I'll assume that you mean 8-out straight draws only, not gut shots, but I will include double gut shots. For simplicity, this will include 4-straights that are also made flushes, since trying to eliminate these is messy, the difference is small, and you are usually happy to make a flush in addition to a 4-straight. This will also include 4-straights where the board pairs, or that make flush draws, but not made straights.

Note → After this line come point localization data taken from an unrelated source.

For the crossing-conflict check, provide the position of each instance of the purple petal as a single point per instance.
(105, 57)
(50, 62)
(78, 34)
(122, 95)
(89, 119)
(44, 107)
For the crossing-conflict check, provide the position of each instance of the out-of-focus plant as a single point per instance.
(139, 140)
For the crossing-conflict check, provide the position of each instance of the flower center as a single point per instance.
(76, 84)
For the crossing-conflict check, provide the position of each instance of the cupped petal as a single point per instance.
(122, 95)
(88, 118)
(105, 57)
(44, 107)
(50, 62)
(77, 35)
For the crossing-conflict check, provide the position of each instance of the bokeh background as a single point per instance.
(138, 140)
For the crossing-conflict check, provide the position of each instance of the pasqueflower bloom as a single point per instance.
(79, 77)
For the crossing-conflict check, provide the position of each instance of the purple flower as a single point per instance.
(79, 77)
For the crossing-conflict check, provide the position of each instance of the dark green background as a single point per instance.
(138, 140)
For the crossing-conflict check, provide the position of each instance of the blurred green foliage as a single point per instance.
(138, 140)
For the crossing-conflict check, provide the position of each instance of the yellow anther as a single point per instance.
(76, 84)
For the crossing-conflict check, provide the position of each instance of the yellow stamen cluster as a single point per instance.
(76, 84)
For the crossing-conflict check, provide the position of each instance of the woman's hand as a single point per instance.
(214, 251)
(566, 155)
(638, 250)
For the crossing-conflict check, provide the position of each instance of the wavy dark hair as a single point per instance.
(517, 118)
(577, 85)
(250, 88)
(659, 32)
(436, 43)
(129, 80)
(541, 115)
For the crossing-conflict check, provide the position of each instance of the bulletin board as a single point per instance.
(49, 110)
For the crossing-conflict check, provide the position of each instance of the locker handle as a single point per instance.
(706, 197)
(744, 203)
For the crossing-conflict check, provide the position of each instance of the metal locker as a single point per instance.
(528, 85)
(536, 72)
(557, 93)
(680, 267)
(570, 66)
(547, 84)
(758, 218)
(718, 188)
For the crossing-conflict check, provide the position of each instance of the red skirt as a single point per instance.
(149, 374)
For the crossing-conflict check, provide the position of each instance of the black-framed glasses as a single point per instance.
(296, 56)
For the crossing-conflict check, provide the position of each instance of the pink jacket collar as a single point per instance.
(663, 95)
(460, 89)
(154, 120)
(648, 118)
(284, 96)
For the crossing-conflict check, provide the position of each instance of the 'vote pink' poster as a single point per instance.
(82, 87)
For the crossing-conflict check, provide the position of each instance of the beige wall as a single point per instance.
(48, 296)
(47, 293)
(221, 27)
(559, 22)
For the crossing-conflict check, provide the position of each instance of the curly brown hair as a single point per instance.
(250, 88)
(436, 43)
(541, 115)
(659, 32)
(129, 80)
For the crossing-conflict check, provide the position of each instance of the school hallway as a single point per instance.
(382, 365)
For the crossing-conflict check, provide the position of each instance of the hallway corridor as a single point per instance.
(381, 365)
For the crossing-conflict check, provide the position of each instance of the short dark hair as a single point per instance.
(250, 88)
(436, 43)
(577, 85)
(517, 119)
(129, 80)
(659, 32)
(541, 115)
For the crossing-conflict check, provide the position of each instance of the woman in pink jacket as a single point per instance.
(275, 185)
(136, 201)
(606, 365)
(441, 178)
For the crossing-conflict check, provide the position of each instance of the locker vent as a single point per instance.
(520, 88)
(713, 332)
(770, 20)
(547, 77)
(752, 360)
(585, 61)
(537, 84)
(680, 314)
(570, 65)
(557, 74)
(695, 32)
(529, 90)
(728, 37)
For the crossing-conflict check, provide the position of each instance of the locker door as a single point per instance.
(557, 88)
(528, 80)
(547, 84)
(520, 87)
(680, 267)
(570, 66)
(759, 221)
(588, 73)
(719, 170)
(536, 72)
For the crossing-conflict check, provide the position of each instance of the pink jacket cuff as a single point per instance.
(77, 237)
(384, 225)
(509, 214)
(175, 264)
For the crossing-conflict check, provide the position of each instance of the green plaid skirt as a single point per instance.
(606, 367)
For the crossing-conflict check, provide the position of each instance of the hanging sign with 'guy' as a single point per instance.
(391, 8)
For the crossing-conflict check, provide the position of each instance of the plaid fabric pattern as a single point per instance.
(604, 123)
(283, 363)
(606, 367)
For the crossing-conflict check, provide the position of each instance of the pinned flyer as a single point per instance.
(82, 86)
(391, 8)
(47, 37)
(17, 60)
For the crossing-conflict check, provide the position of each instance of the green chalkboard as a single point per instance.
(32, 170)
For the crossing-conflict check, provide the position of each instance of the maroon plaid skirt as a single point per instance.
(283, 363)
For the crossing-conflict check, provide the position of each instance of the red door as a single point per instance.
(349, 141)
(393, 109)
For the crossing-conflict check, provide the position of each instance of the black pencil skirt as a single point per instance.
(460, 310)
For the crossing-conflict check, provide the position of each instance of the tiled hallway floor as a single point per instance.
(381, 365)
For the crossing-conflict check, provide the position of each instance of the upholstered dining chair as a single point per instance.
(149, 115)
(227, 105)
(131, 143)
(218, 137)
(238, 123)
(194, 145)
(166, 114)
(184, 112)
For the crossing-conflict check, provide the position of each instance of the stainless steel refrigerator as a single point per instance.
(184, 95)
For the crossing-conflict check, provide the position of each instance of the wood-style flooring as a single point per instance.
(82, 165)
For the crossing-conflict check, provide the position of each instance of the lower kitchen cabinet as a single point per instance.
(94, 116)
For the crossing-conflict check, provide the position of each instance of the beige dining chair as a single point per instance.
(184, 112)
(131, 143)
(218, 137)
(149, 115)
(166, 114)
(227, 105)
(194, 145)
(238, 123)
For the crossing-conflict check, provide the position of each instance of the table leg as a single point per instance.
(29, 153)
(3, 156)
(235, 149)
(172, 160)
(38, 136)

[ 3*(16*34*30/2 + 2*6*4*34 + 6*6) + 2*(4*4*4*30 + 3*6*4*4)] / C(50,4)

=~ 14.7%.

There are 3 2-card combinations that you can flop to make an open-ended straight draw (e.g., for JT they are 98, Q9, and KQ). There are 16 ways to make each of these, and there are 48-8-6 = 34 remaining cards that don't complete the straight (8) and don't pair the board (6), so there are 34*30/2 ways to choose the other 2 board cards without pairing the board or completing the straight. The 2nd term is for the paired boards with a single pair. There are 2 ranks that can pair, times C(4,2) = 6 ways to make the pair, times 4 ways to choose the non-paired card, times 34 ways to choose the last card without pairing the board or completing the straight. The 3rd term is for pairing both board cards (e.g. 8989), and there are C(4,2) = 6 ways to choose each pair. The next term is for the double gut shots. There are 2 of these ignoring suit (e.g. for JT they are K97 and AQ8), and there are 4 ways to choose each of the 3 cards, times 47-8-9 = 30 cards that don't complete the straight (8) or pair the board (3*3=9). The last term is for the double gut shots that pair the board. There are 3 cards that can pair, times C(4,2) = 6 ways to choose the pair, times 4 ways to choose each of the other 2 cards.

[BruceZ]

[ QUOTE ]
39/50 * 38/49 * 37/48 * 35/48 = 65,3% chance not hitting 4 flush on the turn means a 34,7% chance of hitting <font color="red">4</font> flush on the turn. <font color="red">(Changed 'e' to '4' - BZ)</font>

[/ QUOTE ]

You meant 1 - (39/50 * 38/49 * 37/48 * 36/47) = 65,3%, BUT 1 - P(no flush cards on board at turn) does not equal the probability of a 4-flush on the turn. This is just the probability of at least 1 flush card on board at the turn.

Not every problem should be done with the 1 minus the probability trick. See my post in this thread for the calculation.

[Shandrax]

BruceZ, you are awesome. Thanks a ton!